I'm using a function found here to connect lists with at least one common element:
def merge_connected_sublists(list_of_sublists: list):
def to_edges(sublist):
"""
treat `sublist` as a Graph and returns it's edges
to_edges(['a','b','c','d']) -> [(a,b), (b,c),(c,d)]
"""
it = iter(sublist)
last = next(it)
for current in it:
yield last, current
last = current
def to_graph(list_of_sublists):
graph = networkx.Graph()
for sublist in list_of_sublists:
# each sublist is a bunch of nodes
graph.add_nodes_from(sublist)
# it also implies a number of edges:
graph.add_edges_from(to_edges(sublist))
return graph
graph = to_graph(list_of_sublists)
list_of_merged_sublists = list(connected_components(graph))

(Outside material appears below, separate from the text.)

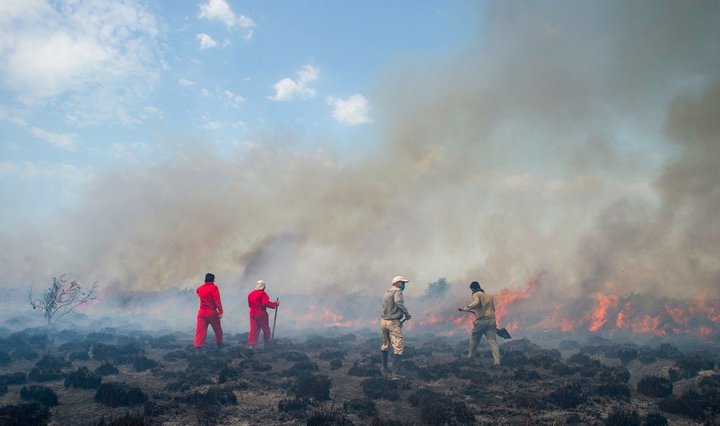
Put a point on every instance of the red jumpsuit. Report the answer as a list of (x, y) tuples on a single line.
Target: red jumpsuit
[(209, 313), (258, 301)]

return list_of_merged_sublists
It works pretty good, but I found my dataset contains lists with some "wrong" common elements. Here is a simple example (in my real dataset each element of the lists is an alphanumeric string of 6 to 13 chars):
[
[1, 2, 3, 4, "a"],
[2, 4, 5, 6, 7],
[4, 5, 6, 7, 8, 9],
["a", "b", "c", "d"],
["b", "c", "d", "f", "g"],
["a", "c", "e", "f", "g", "h"]
]
The desired output would be:
[
[1, 2, 3, 4, 5, 6, 7, 8, 9],
["a", "b", "c", "d", "e", "f", "g", "h"]
]
In this example, however, the first sublist contains the element a
which makes connected_components
merge all of the sublists into a single one.
[
[1, 2, 3, 4, 5, 6, 7, 8, 9, "a", "b", "c", "d", "e", "f", "g", "h"]
]
My dataset contains lists with several common elements, so I was wondering if there's a way to only merge sublists with at least N common elements. With N=2 I'd have such an output:
[
[1, 2, 3, 4, 5, 6, 7, 8, 9, "a"],
["a", "b", "c", "d", "e", "f", "g", "h"],
]
A second step could be the deletion of the elements with no connections within the merged original lists. In this example, a
has no connections within the first 3 lists (which will be merged later), so could be removed.
Could you help me performing such a cleanup of my dataset? Thanks!